So far this year, shares of Verisk Analytics, Inc. VRSK have gained 28.2% compared with 36.5% rise of the industry it belongs to and 22.1% increase of the Zacks S&P 500 composite.
The company has an expected long-term earnings per share (three to five years) growth rate of 10.5%. Further, earnings are anticipated to register 6.6% growth in 2019 and 10.8% in 2020.
Let’s delve deeper to find out why this stock is worth retaining at the moment.
Factors That Bode Well
Verisk’s expertise in providing predictive data analytics decision by using advanced technologies to collect and interpret different types of data sets is impressive. The company mainly uses advanced technologies such as latest remote sensing and machine learning technologies along with cloud computing to serve customers in areas of rating, underwriting, claims, catastrophe and weather risk, natural resources intelligence and economic forecasting. Its efforts to stay technologically updated to meet varying client demands and its technical prowess in analytics and Big Data provide Verisk an edge over its competitors.
Higher organic revenue growth through a combination of increase in new customers for existing solutions, cross-sale of its existing solutions to existing customers and the sale of new solutions will help Verisk create long-term value. In the first nine months of 2019, total revenues grew 7.1% on an organic constant-currency basis. In 2018, total revenues grew 6.5% organically and 6.1% on an organic constant-currency basis. This marks an improvement from 2017 when total revenues grew 4.5% organically and 5.3% on an organic constant-currency basis. Notably, Verisk has recorded an average organic revenue growth of about 8% in the past 10 years.
Moreover, Verisk continues to earn the major portion of its revenues from subscriptions and long-term agreements. In the first nine months of 2019, Verisk’s three reportable segments, namely, Insurance, Energy and Specialized Markets, and Financial Services generated a respective 82%, 78% and 72% of revenues from subscriptions and long-term agreements for its solutions.
Acquisitions have also been one of the key growth catalysts for Verisk. The company has been continuously acquiring and investing in companies globally to expand its business and geographic footprint. So far in 2019, Verisk has announced three acquisitions.

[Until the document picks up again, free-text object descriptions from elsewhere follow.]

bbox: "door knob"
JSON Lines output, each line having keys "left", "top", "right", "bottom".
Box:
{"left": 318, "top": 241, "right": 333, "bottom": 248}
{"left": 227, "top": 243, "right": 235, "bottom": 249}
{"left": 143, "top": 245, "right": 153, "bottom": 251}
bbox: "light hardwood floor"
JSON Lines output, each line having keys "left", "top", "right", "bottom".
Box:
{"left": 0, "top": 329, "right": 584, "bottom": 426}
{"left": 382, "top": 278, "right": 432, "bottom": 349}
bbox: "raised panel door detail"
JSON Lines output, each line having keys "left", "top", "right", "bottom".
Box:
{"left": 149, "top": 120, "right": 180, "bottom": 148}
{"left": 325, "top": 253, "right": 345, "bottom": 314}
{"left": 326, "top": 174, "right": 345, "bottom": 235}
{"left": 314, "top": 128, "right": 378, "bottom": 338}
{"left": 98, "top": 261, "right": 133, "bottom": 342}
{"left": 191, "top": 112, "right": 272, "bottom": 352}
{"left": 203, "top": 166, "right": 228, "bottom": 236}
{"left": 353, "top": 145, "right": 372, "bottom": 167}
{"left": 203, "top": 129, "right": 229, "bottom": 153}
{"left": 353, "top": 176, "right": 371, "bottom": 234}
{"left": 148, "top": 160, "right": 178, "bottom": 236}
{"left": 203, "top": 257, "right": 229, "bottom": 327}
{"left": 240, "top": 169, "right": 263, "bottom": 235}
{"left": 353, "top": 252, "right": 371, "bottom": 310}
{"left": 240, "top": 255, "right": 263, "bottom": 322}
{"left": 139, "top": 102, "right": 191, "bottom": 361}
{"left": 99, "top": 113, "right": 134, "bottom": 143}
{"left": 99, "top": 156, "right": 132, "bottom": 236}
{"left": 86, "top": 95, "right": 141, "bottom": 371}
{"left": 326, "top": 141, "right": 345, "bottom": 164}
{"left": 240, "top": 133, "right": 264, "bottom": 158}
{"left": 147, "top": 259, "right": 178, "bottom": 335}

In March, the company inked a deal with an enterprise application software provider to acquire the latter’s Content as a Service business. This would strengthen the company’s environmental health and safety services, and expand its global customer footprint and European operations. In August, Verisk inked a deal to buy out Genscape to expand its Wood Mackenzie business line’s existing intelligence in energy data and analytics, and strengthen its research and consultancy across the natural resources sector. In October, the company signed a deal to acquire property condition and history data provider BuildFax to boost its Insurance segment. Apart from the aforementioned announcements, the company also acquired two companies in 2019 — Keystone Aerial Surveys, Inc. in July to expand its aerial survey services, and Property Pres Wizard, LLC. in August.
In spite of significant growth prospects, Verisk is not free from headwinds. The company has a debt-laden balance sheet. As of Sep 30, 2019, long-term debt was $2.67 billion while cash and cash equivalents were $311.8 million. High debt may limit the company’s future expansion and worsen its risk profile. Also, escalating investments for software development to expand growth in organic businesses and recent acquisitions resulted in higher capital expenditures.
Since Verisk’s business model centers on huge amount of data, it remains susceptible to operational risks related to security breaches at its facilities, computer networks, and databases, resulting in loss of its credibility and/or customers. Dependence on external sources for data supply can lead to contractual and pricing issues with data suppliers (some of them are also its rivals).
Zacks Rank & Stocks to Consider
Currently, Verisk carries a Zacks Rank #3 (Hold). You can see the complete list of today’s Zacks #1 Rank (Strong Buy) stocks here.
Some better-ranked stocks in the broader Zacks Business Services sector are Global Payments GPN, Mastercard MA and Cardtronics CATM. While Global Payments sports a Zacks Rank #1, Mastercard and Cardtronics carry a Zacks Rank #2 (Buy). Long-term expected EPS (three to five years) growth rate for Global Payments, Mastercard and Cardtronics is 17%, 15.9% and 4%, respectively.